L’IMPORTANZA DELL’ATTIVITA’ FISICA A TUTTE LE ETA’. – Alcuni studi hanno dimostrato che la quasi immunità da certe malattie non è ereditaria; i nipoti degli okinawesi emigrati alcuni decenni fa in Canada o in Brasile, pur essendo simili ai loro nonni dal punto di vista genetico, hanno in pratica lo stesso rischio di incorrere in quelle malattie dei canadesi e dei brasiliani.

Di certo è importante il fatto che nell’isola si pratichi, a tutte le età, molta attività fisica, a partire dalle arti marziali (il karate è stato inventato proprio a Okinawa), dal nuoto, dalla corsa, dal cammino su lunghe distanze, dalla bicicletta. Il numero dei triatleti e dei maratoneti è molto alto in rapporto alla popolazione.  Contano anche le tecniche per vincere lo stress, alle quali essi si dedicano, e la forte solidarietà fra gli abitanti.

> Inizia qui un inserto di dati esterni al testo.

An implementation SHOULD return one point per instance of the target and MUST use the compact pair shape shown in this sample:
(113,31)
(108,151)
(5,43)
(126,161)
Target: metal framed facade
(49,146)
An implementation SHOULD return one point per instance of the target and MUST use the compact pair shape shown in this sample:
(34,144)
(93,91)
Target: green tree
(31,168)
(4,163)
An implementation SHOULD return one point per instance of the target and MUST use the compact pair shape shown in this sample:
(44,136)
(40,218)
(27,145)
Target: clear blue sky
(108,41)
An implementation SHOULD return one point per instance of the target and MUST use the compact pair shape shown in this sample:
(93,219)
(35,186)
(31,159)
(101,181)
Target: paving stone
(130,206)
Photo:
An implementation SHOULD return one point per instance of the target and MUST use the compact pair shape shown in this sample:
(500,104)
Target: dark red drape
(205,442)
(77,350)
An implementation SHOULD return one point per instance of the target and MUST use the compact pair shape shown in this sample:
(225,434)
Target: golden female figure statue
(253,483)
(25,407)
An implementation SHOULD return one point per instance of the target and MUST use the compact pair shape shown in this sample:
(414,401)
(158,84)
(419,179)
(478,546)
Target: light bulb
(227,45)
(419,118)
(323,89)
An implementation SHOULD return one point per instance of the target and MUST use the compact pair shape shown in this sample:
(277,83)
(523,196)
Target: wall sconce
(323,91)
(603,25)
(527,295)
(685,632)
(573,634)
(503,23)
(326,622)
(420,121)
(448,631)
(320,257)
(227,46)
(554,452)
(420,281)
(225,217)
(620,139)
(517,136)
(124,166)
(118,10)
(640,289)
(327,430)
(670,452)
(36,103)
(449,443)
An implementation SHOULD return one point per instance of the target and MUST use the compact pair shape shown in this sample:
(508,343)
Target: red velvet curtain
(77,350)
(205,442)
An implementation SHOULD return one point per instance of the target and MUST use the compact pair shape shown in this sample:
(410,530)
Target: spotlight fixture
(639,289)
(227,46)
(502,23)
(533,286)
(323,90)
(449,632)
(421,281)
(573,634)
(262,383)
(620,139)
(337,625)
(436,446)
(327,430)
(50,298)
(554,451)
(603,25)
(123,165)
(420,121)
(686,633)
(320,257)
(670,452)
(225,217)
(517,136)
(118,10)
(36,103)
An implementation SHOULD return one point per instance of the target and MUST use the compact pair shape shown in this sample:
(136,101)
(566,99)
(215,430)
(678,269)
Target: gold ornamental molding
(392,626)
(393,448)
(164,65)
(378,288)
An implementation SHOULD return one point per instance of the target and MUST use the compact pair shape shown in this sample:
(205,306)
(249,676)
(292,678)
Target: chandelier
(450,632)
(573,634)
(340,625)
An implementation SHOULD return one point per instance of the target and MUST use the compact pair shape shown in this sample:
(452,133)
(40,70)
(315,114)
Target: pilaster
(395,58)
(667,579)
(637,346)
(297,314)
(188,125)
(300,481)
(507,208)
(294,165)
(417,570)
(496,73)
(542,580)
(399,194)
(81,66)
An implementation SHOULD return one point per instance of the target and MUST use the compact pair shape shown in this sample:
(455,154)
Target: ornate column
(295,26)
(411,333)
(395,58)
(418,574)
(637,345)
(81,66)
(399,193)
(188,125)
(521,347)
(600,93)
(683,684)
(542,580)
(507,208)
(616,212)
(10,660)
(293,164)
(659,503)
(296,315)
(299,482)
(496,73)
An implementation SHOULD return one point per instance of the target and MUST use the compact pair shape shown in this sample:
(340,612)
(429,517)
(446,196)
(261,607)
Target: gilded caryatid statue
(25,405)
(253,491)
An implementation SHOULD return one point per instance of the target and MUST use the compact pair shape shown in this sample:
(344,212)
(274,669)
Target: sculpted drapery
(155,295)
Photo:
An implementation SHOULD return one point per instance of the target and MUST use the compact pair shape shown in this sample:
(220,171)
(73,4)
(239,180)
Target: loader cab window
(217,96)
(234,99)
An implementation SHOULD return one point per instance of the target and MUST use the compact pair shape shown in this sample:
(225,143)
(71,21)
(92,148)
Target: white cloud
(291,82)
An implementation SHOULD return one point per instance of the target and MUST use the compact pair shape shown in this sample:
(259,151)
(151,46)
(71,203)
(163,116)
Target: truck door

L’IMPORTANZA DELL’ALIMENTAZIONE. – Ma gli studi indicano che l’alimentazione ha un ruolo fondamentale. In essa abbondano il pesce (spesso crudo, fornitore degli acidi grassi omega-3, utilissimi per il benessere), le verdure (considerando anche le alghe si arriva a quasi un chilo al giorno!) e le proteine della soia. Non viene mangiata carne bovina e scarsa è la carne suina. Sono consumati pochi carboidrati di quelli (come pane, patate e riso) che sono velocemente digeriti e assorbiti, ossia con alto indice glicemico; sono invece mangiate in abbondanza le patate dolci a polpa rosso porpora (beni-imo), il cui indice glicemico è basso. Gli alcolici sono bevuti di rado, mentre sono consumati spesso il the verde e il curry. Le calorie quotidiane consumate sono sempre contenute, anche perché già ai bambini viene insegnato di smettere di mangiare prima ancora di sentirsi del tutto sazi.

Si noti che beni-imo, the verde e curry, così come vari tipi di verdura, apportano i polifenoli, sostanze che proteggono dai tumori e che combattono i radicali liberi e le infiammazioni. Noi italiani possiamo trovarli – oltre che nelle verdure colorate (di verde, giallo, arancione, rosso, viola…) – anche nell’olio extra vergine d’oliva, nel vino rosso (di cui però é bene non superare il bicchiere a pasto) e nella frutta, specie nei mirtilli, nelle more, nei lamponi e negli altri frutti di bosco.